The 2022 Lyric panto doesn’t quite incite actual class war. But this ‘Jack and the Beanstalk’ ought to plant a few seeds of revolution in young minds – maybe one will grow into the metaphorical beanstalk that allows the proletariat to seize the means of production or something.
As always, the setting is Hammersmith, which is being ravaged by Francis Fleshcreep (Jodie Jacobs), a phenomenally wealthy weirdo who lives alone in his palace in the clouds, and extorts a steep ‘giant tax’ from the townsfolk by threatening them with his mechanical ogre: ‘only exploiting a gap in the market’, he explains cheerily.

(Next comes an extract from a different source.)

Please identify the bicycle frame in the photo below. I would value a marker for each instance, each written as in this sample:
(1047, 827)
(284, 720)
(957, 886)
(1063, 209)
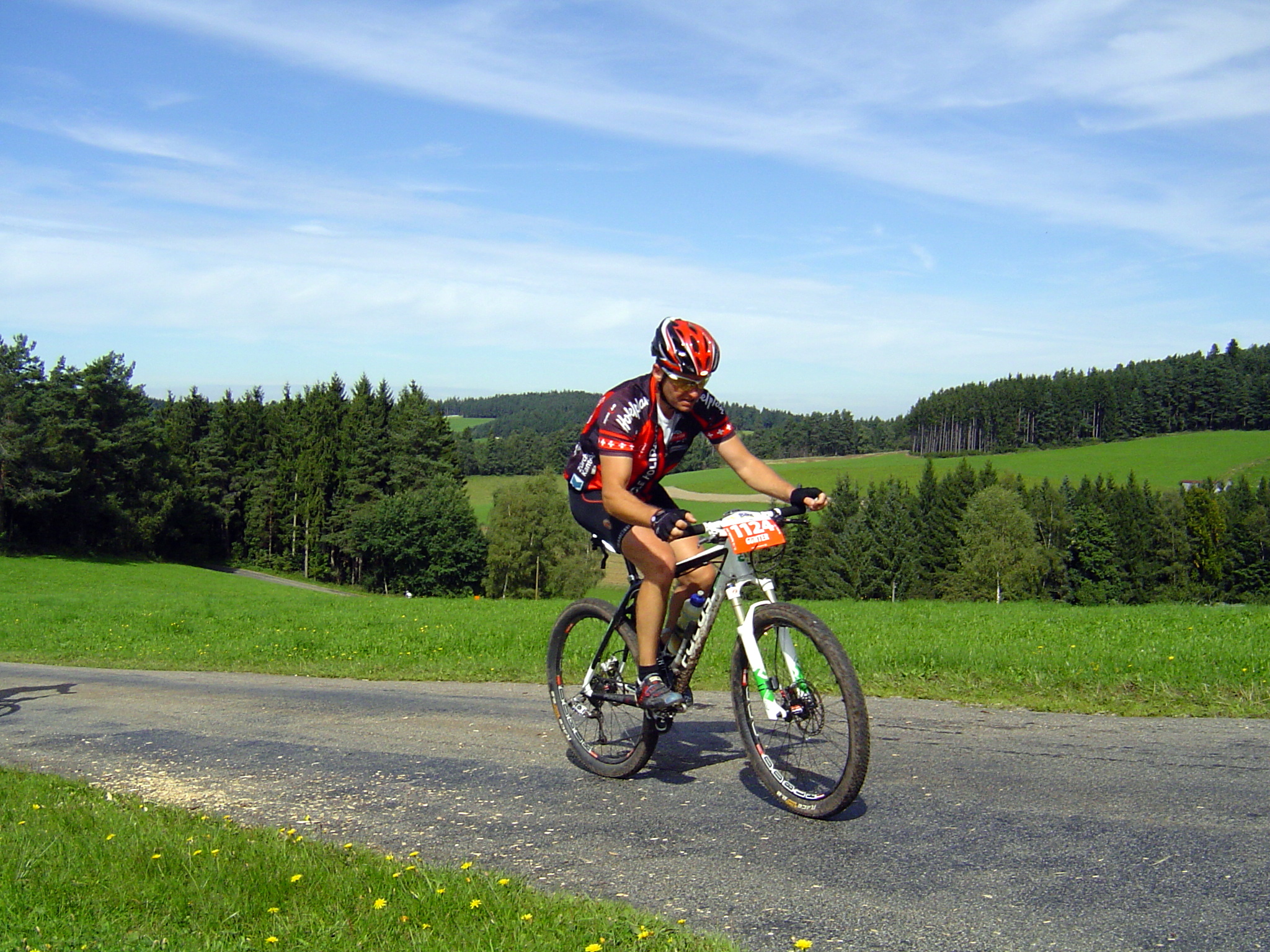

He’s also convinced that he’s the hero of the story: while Jude Christian and Sonia Jalaly’s script is clearly not angling for any messianic tech bro in particular, Elon Musk’s recent reinvention as a shit Bond villain certainly adds some topicality.
Nicholai la Barrie’s production is ultimately too soft-hearted to develop into ‘Das Kapital’ with a pantomime cow. But its willingness to get stuck into social inequality and the ravages of capitalism is one of the reasons why the Lyric’s panto has long held the reputation as the punky badboy of the London panto scene.
Crucially, it’s also just a really bloody good panto. I saw a 10am matinee where I’m pretty sure I was the only audience member not at a primary school in some capacity. Clearly there were whole swathes of it that went over young heads, from the sight gag about the Liz Truss lettuce to a ‘2001: A Space Odyssey’ pastiche. But they still loved it – even a French primary school that was there for some reason – because it’s a big-hearted tale about brave Jack (Leah St Luce), his virtuous fairy godmother-in-training BFF Jill (Maddison Bulleyment), his insecure brother Simon (Finlay McGuigan) and their colossally overbearing mother Dame Trot: a fantastically committed performance from Emmanuel Akwafo, who made his breakthrough in the extremely different play ‘For Black Boys…’ and here looks like he’s been dameing his whole life (this surely can’t be a one-off dabble: panto needs him!).
Toss in some bangers by Beyoncé and Lizzo, crank up the audience interaction, read some shout-outs, dole out some chocolate, douse the audience in a glittery cascade and litter the whole thing in pop-culture references… it does everything you want a panto to do and it does it well. But it’s the air of insurrection that makes it special.